Глубокой ночью, когда посольский лагерь затих, высокие травы шевельнулись. Стоявшие на страже хуссарабы слишком поздно заметили опасность: из травы поднялись аххумы, вооруженные короткими мечами. Стража успела поднять шум, хуссарабы проснулись, но было поздно. Отряд, ворвавшийся в лагерь, изрубил почти всех; несколько воинов сумело скрыться, пользуясь темнотой и суматохой; а кроме того, был оставлен в живых безногий посол.
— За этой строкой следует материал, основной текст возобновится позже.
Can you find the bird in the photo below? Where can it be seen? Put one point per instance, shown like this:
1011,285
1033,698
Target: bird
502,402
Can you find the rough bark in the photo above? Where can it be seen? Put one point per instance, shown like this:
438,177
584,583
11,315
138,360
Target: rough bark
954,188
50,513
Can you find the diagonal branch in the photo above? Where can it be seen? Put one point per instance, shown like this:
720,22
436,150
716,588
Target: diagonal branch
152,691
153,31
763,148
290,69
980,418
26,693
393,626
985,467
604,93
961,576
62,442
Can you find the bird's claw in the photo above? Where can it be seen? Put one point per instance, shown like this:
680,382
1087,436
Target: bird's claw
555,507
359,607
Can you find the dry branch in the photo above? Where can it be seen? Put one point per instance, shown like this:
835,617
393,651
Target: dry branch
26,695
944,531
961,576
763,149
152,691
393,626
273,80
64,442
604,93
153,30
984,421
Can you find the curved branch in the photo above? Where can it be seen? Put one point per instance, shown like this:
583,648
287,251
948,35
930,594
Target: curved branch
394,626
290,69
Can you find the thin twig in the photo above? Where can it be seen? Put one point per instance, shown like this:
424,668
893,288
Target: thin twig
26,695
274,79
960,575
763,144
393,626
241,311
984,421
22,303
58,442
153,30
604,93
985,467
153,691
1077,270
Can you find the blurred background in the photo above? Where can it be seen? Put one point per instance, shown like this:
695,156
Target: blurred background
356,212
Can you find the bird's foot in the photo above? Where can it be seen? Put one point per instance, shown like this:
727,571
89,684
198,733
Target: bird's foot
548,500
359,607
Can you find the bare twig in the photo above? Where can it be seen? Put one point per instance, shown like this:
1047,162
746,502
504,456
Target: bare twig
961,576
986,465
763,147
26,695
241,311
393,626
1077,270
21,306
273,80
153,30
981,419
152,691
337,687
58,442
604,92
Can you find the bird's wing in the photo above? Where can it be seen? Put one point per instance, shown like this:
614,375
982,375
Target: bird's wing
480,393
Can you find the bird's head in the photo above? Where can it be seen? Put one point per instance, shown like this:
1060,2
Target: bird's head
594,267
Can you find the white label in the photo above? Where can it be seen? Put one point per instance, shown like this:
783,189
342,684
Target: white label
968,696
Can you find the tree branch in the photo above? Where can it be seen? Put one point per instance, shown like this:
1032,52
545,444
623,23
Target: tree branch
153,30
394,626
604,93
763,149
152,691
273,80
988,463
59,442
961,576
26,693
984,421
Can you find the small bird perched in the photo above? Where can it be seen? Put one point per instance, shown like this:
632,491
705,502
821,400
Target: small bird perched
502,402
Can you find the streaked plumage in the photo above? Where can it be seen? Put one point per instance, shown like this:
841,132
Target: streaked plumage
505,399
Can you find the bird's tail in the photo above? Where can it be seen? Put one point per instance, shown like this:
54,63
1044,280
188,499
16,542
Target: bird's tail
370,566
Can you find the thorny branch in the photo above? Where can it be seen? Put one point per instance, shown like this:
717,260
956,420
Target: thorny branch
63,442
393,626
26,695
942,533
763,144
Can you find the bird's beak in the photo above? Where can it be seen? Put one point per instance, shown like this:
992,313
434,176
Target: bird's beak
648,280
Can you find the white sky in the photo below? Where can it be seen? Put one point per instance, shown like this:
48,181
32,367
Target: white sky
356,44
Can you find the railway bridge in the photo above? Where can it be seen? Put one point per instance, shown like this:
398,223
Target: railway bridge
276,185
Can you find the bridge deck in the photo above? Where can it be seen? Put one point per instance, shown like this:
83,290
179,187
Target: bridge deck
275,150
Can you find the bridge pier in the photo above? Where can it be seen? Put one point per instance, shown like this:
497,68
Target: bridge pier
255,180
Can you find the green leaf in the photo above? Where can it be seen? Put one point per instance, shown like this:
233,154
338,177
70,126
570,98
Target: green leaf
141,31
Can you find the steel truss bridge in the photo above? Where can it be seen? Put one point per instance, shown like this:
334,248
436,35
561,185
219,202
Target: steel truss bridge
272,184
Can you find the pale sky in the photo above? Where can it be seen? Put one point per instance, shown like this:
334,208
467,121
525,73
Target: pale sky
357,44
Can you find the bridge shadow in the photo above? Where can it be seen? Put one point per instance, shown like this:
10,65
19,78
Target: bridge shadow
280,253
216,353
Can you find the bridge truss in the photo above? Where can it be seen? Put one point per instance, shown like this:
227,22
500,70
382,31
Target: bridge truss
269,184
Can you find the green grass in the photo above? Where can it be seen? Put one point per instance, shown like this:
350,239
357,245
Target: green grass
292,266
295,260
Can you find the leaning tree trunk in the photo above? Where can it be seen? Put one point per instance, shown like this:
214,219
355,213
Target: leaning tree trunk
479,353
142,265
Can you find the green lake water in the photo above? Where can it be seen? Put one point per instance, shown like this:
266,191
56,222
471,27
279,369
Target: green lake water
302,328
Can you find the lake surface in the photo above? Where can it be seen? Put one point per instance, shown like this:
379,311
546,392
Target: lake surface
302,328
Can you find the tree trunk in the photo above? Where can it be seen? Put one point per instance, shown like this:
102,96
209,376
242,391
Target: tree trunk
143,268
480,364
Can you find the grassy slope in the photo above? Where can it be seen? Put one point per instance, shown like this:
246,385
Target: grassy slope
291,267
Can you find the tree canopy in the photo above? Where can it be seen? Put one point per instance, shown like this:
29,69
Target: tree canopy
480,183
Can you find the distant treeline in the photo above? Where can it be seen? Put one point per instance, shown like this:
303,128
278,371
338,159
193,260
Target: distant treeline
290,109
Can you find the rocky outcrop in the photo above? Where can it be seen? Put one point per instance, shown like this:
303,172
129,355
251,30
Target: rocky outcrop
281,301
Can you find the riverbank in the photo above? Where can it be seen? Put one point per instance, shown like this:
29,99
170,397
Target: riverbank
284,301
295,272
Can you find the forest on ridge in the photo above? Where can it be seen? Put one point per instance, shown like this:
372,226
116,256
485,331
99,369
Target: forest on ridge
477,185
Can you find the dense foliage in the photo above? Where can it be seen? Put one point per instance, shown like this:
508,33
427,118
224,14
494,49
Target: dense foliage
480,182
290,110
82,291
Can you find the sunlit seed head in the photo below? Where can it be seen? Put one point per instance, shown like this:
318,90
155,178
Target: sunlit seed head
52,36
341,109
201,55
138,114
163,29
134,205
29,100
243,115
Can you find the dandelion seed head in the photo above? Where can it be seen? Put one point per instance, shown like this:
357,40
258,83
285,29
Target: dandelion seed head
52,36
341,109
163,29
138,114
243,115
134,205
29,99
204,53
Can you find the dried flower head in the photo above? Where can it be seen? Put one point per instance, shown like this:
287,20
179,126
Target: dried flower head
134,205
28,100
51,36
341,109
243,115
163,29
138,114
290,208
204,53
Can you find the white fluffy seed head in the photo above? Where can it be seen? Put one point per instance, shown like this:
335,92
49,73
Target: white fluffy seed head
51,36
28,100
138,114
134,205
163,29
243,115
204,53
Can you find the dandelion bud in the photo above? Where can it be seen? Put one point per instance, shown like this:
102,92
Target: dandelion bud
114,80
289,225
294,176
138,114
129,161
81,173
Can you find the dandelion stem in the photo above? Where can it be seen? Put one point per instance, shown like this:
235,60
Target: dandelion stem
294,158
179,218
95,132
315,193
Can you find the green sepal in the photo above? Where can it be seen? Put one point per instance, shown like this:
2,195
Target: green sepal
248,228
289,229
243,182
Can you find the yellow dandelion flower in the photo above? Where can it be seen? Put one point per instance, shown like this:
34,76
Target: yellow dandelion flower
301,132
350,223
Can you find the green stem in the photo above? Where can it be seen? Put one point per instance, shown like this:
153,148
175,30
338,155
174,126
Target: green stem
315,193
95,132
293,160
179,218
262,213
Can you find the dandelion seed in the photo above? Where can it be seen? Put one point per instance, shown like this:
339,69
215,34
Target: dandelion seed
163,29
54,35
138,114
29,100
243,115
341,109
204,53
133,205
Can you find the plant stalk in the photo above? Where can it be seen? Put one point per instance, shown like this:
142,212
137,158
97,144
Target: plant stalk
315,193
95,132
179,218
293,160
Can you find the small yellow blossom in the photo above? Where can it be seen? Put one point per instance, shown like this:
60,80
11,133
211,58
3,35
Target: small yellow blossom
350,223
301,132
Когда посла втащили в шатер, Арху вскочил с потемневшим лицом.
Хуссараб, перевязанный веревками, с заткнутым ртом, обрубком лежал на ковре, кося налитыми кровью глазами.
Любимчик Каххура сотник Этмах отдал честь окровавленной рукой:
— Мы вырезали весь отряд! Только трое или четверо спрятались в прибрежных зарослях. До утра их найдут…
— Что? — вскричал Арху, разворачиваясь к Каххуру. — Ты приказал напасть на посольство?..
— Да! — с вызовом, еще сохраняя на лице ухмылку, ответил Каххур.
— И не сказал об этом мне?
— Зачем? — Каххур пожал плечами. — Это совсем небольшое дело.
К тому же есть такое понятие — военная тайна. На войне, знаешь ли, очень важно бывает хранить тайну не только от врагов, но и от друзей…
— Ты дурак, Каххур! — рявкнул Арху и повернулся к Этмаху. — А ты… Почему ты явился, если еще живы свидетели твоего преступления?.. Ты должен был вырезать всех!..
Этмах потоптался на месте.
— Всего несколько хуссарабов… Их найдут до утра… Должно быть, спрятались в кустах…
Побагровевший Каххур, наконец, вновь обрел дар речи:
— Я мог бы наказать и тебя, Арху… как наказал этого заносчивого калеку…
— Замолчи! — Арху задрожал от ярости. — Ты даже не знаешь, что послов нельзя убивать!..
— Разве его убили?..
— Вот что, Каххур… Я воин, а не ты; мне доверена защита Ортаиба и жизни наших солдат. Я запрещаю тебе командовать и немедля отдам приказ, что будет наказан всякий воин, который послушается приказа гражданского чиновника, а не своего командира. А ты, — он повернулся к Этмаху, — ты будешь разжалован в рядовые, если к утру не отыщешь оставшихся в живых. Понял меня? Беги!
— Я… я… — Каххур привстал на ложе; багровые щеки дрожали, и грудь ходила ходуном. — Я прикажу разорвать тебя колесницами!
— Ты можешь приказать это сделать своим писцам и стражникам, а не моим колесничим, — Арху махнул рукой. — Стража!
Вбежали двое солдат. Он приказал завязать послу глаза и отвезти его в город, в гарнизонную тюрьму.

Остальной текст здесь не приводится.